Shell celebrates the first steel cut for the first steel cut for the game-changing Prelude floating liquefied natural gas project’s substructure. The sheet of steel weighs 7.6 tonnes, is 4.3 metres wide, 13.8 metres long and 16.5 millimetres thick. Image: Royal Dutch Shell
LONDON–Royal Dutch Shell PLC (RDSA) said Thursday that major construction had begun on the world’s first floating vessel that will use new technology to produce liquefied natural gas aboard.
The oil multinational said it had begun the cutting of the first steel for the Prelude floating liquefied natural gas, or FLNG, facility that will develop gas fields 200 kilometers off the coast of Australia.

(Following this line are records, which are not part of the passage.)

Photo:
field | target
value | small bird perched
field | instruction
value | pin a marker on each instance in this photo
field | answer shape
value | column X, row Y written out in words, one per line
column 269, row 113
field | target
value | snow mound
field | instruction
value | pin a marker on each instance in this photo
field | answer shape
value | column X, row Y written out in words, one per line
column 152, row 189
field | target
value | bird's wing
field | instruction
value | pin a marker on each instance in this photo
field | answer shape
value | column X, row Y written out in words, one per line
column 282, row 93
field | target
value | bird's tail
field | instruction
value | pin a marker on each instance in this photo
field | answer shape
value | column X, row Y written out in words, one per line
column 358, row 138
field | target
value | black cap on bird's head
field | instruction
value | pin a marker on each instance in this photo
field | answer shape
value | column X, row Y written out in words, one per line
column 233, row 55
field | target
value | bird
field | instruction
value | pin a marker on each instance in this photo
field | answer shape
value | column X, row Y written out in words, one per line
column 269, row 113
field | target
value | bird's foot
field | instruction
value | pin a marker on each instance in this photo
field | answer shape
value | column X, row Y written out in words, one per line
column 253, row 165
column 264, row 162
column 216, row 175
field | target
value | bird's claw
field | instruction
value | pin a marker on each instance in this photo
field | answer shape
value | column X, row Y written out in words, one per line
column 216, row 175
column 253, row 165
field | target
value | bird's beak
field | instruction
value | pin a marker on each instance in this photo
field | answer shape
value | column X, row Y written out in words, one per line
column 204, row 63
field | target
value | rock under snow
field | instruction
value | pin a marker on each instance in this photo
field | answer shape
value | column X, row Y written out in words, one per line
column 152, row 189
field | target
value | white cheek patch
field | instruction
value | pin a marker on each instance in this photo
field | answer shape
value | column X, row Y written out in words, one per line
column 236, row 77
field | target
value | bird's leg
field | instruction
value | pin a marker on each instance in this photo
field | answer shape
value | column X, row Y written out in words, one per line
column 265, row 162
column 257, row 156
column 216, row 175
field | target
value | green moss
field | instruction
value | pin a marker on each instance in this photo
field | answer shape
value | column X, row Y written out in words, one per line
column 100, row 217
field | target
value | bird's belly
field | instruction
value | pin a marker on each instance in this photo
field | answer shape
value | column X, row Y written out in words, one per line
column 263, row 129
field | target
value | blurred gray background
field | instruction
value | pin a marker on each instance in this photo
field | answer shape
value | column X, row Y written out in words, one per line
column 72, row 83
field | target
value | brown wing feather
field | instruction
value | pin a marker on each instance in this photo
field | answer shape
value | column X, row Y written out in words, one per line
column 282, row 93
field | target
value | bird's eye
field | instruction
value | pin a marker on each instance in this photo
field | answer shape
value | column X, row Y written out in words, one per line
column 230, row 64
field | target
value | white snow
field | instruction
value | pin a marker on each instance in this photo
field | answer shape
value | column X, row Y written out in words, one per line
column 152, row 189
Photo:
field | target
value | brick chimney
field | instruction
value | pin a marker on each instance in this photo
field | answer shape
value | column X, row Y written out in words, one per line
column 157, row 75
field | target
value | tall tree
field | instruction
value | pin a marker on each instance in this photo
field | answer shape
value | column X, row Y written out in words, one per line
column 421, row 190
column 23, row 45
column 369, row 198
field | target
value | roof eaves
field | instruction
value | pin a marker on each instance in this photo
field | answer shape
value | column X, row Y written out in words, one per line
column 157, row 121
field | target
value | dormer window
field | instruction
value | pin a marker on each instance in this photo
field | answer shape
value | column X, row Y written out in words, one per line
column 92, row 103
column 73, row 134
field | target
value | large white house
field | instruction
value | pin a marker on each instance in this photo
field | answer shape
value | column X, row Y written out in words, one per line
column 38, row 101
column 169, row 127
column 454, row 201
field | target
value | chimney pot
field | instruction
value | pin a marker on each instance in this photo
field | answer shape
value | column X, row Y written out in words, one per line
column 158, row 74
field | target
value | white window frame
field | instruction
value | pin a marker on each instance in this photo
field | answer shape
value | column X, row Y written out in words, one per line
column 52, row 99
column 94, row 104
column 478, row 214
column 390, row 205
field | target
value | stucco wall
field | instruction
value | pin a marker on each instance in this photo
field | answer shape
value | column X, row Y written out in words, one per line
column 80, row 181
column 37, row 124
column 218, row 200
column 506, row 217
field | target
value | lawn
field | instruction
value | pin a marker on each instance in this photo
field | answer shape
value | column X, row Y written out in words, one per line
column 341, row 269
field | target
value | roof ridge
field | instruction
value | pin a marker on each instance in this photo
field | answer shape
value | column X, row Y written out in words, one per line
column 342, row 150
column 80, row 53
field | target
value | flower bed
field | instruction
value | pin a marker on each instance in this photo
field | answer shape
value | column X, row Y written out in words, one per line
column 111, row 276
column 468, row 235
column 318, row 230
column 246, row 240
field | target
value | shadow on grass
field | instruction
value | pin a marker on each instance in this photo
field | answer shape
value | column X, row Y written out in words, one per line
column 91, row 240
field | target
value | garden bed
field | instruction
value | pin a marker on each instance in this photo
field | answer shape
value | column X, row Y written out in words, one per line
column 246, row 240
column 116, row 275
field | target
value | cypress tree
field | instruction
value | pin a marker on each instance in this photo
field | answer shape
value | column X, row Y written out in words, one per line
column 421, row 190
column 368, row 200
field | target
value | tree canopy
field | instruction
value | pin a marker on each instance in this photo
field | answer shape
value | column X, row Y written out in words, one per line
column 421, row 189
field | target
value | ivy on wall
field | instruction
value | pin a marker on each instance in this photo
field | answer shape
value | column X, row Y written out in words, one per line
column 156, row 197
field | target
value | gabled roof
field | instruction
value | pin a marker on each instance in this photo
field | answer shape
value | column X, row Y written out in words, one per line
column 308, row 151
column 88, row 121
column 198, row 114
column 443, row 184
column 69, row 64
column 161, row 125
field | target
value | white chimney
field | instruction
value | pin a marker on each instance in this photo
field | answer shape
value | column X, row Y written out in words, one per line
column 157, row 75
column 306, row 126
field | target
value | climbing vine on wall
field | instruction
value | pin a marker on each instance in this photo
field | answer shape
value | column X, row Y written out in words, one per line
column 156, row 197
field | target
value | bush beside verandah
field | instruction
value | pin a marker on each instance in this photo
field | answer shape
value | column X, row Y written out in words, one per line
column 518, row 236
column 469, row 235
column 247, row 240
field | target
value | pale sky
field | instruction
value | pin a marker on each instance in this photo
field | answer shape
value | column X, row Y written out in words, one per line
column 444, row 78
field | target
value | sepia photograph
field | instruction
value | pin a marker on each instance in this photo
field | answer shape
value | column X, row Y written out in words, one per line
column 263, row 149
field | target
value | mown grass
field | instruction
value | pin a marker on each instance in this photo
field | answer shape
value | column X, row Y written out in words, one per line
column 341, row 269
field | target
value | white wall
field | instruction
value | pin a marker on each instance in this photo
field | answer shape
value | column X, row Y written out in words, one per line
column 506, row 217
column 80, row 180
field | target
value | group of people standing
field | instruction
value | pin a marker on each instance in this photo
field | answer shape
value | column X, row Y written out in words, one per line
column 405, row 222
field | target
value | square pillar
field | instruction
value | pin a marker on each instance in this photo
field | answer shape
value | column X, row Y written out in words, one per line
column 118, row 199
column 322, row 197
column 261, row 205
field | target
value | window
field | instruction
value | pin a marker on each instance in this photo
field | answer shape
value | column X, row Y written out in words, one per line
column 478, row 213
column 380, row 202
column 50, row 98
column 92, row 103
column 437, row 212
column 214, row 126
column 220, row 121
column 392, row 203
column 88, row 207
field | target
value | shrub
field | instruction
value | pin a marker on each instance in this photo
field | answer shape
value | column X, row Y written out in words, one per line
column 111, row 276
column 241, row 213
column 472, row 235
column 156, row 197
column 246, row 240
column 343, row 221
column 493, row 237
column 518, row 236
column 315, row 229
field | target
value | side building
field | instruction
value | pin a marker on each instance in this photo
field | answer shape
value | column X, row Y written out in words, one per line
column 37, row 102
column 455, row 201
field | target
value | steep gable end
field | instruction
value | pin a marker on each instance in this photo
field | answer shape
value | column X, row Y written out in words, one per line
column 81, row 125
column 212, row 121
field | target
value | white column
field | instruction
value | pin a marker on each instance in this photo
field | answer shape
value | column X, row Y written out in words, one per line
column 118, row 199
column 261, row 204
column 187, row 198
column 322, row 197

“We are cutting 7.6 (metric) tons of steel for the Prelude floating liquefied natural gas facility today, but in total more than 260,000 tons of steel will be fabricated and assembled for the facility,” said Shell’s Projects and Technology Director Matthias Bichsel.
The completed Prelude FLNG facility will be 488 meters long and 74 meters wide, making it the largest offshore floating facility ever built, Shell said. It will produce gas at sea, turn it into liquefied natural gas and then transfer it directly to ships that will transport it to customers.
At peak levels, around 5,000 people will be working on the construction of the FLNG facility in South Korea and another 1,000 will build the turret mooring system, subsea and wells equipment in other locations across the globe, Shell said.
A pioneer of FLNG technology, Shell is targeting first production in 2016.